SQL> insert into test (business_start_time, completed_date_time) values
2 (to_date('05.01.2019 12:57:19', 'dd.mm.yyyy hh24:mi:ss'),
3 to_date('05.01.2019 18:58:20', 'dd.mm.yyyy hh24:mi:ss'));
1 row created.
Simply subtracted, you'd get
SQL> select completed_date_time - business_start_time result from test;
RESULT
----------
,250706019
SQL>
Here's a function which presents such a value in another format, dd:hh:mi (days:hours:minutes) (you can omit days by setting the second parameter to 0):
SQL> create or replace
2 function f_days2ddhhmi (par_broj_dana in number, par_cb_dd in number)
3 return varchar2
4 is
5 /* Converting number of days into dd:hh:mi format
6
7 Date from Date to Diff (days) Retval
8 -------------------- -------------------- -------------- ----------------------------------
9 20.11.2018. 07:00:00 - 20.11.2018. 13:45:00 0,28125 0:06:45 (6 hours 45 minutes)

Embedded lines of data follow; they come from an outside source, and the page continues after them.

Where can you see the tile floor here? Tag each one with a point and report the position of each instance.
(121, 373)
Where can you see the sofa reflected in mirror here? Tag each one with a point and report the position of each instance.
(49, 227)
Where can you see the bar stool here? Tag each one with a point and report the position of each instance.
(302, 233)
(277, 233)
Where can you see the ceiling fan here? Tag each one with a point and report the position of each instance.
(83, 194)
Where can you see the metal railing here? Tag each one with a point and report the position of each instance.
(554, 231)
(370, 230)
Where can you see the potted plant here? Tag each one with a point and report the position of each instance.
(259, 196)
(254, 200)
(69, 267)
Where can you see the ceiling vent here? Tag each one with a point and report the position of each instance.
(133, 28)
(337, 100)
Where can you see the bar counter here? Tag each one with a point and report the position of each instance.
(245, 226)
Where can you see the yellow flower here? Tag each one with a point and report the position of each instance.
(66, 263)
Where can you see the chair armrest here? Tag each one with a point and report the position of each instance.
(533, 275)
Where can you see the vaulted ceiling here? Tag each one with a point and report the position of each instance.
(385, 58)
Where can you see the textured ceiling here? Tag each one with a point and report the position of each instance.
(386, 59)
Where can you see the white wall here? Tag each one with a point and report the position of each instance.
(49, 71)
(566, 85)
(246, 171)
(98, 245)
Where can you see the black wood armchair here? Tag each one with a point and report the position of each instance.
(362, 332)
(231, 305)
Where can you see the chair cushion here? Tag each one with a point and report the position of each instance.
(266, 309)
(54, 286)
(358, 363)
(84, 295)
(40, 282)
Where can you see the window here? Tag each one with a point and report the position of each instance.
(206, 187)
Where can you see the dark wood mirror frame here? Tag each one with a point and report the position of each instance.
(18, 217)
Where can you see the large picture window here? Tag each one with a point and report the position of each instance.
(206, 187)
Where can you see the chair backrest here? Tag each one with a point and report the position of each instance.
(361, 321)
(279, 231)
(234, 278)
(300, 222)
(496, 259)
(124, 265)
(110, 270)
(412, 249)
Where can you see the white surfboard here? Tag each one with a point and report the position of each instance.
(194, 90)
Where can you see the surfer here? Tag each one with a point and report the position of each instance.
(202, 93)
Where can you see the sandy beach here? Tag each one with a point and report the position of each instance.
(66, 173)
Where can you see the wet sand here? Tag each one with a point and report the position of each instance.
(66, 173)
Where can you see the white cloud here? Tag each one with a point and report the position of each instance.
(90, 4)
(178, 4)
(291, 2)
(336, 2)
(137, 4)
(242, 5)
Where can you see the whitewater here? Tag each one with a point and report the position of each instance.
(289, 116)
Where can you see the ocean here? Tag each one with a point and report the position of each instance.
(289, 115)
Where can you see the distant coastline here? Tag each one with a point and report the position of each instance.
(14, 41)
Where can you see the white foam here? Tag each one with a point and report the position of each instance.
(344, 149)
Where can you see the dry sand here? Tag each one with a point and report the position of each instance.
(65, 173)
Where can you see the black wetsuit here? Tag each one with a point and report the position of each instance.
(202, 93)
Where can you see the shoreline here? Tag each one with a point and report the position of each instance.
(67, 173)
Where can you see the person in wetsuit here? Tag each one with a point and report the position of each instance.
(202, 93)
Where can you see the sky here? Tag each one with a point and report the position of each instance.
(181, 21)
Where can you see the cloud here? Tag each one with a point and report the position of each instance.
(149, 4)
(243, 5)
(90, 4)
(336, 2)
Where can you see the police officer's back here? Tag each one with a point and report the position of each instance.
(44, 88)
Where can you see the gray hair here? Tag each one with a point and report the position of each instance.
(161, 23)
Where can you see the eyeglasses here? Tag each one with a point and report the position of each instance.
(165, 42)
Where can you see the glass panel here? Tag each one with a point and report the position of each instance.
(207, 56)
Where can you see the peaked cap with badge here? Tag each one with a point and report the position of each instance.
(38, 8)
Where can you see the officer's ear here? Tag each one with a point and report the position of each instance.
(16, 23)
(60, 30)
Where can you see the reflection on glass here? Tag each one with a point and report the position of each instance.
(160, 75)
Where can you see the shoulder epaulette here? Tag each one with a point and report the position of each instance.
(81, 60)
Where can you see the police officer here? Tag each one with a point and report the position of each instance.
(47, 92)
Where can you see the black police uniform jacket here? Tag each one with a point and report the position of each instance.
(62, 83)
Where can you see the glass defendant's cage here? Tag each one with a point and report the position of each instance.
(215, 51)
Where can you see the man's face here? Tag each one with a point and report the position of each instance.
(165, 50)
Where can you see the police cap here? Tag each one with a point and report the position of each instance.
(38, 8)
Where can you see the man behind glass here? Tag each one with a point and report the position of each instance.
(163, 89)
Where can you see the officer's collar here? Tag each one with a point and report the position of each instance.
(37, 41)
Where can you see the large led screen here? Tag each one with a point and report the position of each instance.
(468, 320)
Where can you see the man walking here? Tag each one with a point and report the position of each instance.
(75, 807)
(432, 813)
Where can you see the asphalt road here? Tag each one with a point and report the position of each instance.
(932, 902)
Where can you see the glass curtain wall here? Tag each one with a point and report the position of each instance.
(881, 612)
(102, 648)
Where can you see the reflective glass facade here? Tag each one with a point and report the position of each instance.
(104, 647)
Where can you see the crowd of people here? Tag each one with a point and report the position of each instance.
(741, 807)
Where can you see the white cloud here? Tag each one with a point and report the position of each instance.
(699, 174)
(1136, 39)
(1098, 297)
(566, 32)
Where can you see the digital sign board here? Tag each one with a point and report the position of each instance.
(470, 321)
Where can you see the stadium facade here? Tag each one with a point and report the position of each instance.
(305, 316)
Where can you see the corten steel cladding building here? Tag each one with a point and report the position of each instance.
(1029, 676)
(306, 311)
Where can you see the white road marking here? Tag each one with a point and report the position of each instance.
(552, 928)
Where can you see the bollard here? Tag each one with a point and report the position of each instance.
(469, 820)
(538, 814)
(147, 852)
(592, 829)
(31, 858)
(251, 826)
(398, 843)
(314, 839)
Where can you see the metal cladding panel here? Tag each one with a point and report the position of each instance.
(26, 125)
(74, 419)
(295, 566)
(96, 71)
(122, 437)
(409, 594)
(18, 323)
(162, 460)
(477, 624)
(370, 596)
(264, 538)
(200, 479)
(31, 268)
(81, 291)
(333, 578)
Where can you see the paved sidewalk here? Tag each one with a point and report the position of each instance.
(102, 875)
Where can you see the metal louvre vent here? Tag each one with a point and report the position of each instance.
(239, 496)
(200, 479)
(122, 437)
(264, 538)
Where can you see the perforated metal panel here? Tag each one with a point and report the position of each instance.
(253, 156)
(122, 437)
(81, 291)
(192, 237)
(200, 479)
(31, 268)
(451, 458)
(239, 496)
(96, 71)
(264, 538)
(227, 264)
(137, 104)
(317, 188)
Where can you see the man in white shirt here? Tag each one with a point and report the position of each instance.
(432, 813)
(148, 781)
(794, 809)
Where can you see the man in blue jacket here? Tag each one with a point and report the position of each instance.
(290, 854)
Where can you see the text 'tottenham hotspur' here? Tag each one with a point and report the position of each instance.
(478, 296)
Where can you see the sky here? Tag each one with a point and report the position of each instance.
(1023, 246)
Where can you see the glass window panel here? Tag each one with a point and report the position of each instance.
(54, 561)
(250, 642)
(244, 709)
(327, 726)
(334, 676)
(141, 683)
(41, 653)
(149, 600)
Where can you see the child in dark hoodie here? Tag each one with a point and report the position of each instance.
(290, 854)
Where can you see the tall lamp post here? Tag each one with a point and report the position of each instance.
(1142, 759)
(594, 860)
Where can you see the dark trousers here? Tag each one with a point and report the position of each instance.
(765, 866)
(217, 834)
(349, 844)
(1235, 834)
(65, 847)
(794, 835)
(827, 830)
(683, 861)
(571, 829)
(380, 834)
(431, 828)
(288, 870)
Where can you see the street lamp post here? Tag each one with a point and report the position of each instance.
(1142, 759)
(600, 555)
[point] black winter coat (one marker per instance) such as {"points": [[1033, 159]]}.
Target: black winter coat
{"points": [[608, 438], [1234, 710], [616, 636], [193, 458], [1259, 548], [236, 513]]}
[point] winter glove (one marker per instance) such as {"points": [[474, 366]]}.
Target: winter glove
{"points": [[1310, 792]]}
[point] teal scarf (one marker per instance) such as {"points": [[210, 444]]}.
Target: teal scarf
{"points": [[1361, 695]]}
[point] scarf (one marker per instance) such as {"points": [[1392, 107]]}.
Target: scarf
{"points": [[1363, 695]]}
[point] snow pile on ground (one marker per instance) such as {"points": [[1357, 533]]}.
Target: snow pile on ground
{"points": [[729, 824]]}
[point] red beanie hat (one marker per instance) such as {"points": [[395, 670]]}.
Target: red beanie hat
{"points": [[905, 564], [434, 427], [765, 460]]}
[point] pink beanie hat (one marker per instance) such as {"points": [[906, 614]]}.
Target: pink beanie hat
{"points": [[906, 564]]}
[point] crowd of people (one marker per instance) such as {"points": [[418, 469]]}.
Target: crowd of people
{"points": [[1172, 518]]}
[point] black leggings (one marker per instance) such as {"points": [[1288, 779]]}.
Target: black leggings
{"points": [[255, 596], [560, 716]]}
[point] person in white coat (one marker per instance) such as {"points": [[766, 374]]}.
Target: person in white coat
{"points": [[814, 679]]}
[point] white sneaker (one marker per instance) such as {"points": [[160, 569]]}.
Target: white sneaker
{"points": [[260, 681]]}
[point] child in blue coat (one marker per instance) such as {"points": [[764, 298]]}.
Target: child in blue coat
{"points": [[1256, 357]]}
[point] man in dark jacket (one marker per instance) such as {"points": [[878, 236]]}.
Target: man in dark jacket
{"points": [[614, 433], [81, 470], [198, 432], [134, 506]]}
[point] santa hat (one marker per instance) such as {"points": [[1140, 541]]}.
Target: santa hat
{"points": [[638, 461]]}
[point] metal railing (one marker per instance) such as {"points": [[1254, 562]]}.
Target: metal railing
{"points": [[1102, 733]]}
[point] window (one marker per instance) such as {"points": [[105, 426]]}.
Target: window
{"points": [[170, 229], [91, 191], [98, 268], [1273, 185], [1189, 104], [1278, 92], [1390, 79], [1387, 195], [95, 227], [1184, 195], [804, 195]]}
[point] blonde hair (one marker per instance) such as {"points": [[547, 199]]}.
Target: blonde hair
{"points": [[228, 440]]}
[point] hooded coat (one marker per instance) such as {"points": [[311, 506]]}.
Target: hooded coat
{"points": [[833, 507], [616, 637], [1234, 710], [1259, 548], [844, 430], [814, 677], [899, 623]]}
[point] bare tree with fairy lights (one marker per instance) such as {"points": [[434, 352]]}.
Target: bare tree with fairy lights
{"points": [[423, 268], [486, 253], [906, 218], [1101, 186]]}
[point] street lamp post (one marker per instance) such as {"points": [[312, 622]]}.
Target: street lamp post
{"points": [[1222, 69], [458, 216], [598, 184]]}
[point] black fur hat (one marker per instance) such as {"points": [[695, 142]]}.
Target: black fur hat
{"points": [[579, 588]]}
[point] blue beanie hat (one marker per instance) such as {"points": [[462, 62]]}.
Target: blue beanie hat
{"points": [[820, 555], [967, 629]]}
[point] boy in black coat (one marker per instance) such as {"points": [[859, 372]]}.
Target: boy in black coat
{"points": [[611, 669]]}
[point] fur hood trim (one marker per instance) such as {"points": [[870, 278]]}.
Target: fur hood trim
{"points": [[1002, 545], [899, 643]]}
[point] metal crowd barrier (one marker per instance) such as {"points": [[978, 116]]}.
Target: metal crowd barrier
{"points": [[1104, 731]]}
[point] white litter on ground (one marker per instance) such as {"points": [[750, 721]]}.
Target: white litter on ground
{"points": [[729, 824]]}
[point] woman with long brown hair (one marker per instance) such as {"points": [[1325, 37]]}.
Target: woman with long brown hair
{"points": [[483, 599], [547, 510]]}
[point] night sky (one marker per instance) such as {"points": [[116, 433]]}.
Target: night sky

10 23.10.2018. 07:00:00 - 25.10.2018. 22:12:00 2,63333 2:15:12 (2 daysa 15 hours 12 minutes)
11
12 PAR_BROJ_DANA: 0.28125
13 PAR_CB_DD : display number of days or not? 1 - yes --> 0:06:45
14 0 - no --> 06:45
15 */
16 l_broj_dana number := round (par_broj_dana, 15); -- to avoid 1.99999999999999 days = 1 day 24 hours
17 retval varchar2 (20);
18 begin
19 with podaci
20 as (select trunc (l_broj_dana) broj_dana,
21 round (mod (l_broj_dana * 24, 24), 2) broj_sati
22 from dual)
23 select decode (par_cb_dd,
24 1, lpad (p.broj_dana, 2, '0') || ':',
25 0, null)
26 || lpad (trunc (p.broj_sati), 2, '0')
27 || ':'
28 || lpad (round ( (p.broj_sati - trunc (p.broj_sati)) * 60),
29 2,
30 '0')
31 into retval
32 from podaci p;
33
34 return retval;
35 end f_days2ddhhmi;
36 /
Function created.
Applied to the test table, you'd get
SQL> select f_days2ddhhmi(completed_date_time - business_start_time, 0) result
2 from test;
RESULT
--------------------------------------------------------------------------------
06:01
which means that the difference is 6 hours and 1 minute.
If that's what you asked, see whether you can use it. Feel free to enhance it to seconds etc. if necessary.